The Blue Food Partnership is a response to, and informed by, the High Level Panel for a Sustainable Ocean Economy’s 2030 ocean food priority areas and transformations.
Gemma Parkes, Communications Lead, Friends of Ocean Action, email@example.com, +41793052977
Notes to editors:
(1) Friends of Ocean Action is a unique, informal group of over 65 ocean leaders who are fast-tracking solutions to the most pressing challenges facing the ocean. Its members – the ‘Friends’ – come from business, civil society, international organisations, science and technology. Hosted by the World Economic Forum with the World Resources Institute, the group works alongside the High Level Panel for a Sustainable Ocean Economy that brings to bear the political will of 14 heads of government in achieving a healthy ocean.
(2) Launched in June 2021, the UK Government’s £500 million Blue Planet Fund aims to help developing countries reduce poverty, protect and sustainably manage their marine resources, and deal with human-generated threats across four key themes: biodiversity, climate change, marine pollution and sustainable seafood.

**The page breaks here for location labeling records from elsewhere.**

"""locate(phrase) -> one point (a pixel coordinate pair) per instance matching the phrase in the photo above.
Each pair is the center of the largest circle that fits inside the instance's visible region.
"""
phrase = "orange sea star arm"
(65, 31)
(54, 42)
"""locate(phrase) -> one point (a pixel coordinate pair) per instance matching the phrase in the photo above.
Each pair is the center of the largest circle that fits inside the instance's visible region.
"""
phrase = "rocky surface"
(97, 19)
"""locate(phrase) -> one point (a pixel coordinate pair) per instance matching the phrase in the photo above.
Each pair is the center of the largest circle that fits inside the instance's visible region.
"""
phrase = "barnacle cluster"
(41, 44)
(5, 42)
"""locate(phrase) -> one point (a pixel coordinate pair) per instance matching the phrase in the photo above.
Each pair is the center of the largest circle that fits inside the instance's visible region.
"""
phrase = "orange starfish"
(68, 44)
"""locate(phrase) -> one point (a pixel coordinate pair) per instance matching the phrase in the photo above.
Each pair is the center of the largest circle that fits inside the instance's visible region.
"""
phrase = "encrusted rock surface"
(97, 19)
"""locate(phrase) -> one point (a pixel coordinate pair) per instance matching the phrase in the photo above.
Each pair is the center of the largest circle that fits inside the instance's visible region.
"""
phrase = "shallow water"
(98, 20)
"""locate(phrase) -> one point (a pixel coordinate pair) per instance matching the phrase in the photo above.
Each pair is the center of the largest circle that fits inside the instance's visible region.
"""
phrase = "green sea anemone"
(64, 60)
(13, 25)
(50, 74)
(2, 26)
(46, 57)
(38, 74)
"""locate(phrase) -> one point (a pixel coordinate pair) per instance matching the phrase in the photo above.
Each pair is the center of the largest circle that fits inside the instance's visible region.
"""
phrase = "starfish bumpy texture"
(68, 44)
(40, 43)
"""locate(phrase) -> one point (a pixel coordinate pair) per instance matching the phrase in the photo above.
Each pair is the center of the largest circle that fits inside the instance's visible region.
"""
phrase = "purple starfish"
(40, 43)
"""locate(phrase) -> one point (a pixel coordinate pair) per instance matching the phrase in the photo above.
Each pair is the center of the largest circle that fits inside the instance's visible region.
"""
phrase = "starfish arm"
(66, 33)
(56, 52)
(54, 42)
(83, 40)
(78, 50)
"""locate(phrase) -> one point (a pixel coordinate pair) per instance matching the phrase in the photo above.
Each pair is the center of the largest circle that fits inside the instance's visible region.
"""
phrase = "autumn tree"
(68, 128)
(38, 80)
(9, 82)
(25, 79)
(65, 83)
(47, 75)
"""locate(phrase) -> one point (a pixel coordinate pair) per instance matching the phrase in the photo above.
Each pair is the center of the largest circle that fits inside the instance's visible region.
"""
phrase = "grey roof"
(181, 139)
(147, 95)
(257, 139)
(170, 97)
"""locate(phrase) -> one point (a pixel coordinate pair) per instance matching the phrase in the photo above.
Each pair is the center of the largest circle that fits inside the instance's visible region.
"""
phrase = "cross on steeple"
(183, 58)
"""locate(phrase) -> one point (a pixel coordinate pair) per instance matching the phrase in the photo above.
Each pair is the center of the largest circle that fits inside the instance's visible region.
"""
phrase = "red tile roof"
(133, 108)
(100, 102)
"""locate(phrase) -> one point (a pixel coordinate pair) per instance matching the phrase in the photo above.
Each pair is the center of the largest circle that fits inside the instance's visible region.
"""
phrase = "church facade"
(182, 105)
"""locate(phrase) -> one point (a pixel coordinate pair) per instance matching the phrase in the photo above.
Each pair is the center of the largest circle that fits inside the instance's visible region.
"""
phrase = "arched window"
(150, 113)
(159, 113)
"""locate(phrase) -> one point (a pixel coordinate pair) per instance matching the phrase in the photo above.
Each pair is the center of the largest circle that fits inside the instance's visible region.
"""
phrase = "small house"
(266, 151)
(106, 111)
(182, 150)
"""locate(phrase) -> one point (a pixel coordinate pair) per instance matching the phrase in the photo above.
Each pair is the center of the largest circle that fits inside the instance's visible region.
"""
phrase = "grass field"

(4) Led by Friends of Ocean Action in collaboration with the World Resources Institute, the Blue Food Partnership brings together stakeholders from the private sector, non-profit and international organizations, scientists and governments. Connecting policy and science, it is informed by the High Level Panel for a Sustainable Ocean Economy’s 2030 ocean food priority areas and the Blue Food Assessment (BFA), which seeks to better understand the role of blue food in global food systems and propel policies and practices accordingly. The BFA is a series of high-profile, peer-reviewed papers on how blue or water-sourced food can build healthy, equitable and sustainable food systems, and a report integrating key findings for decision-makers. The BFA is a joint initiative of the Stanford Center for Ocean Solutions, the Center on Food Security and the Environment, and Stockholm Resilience Center.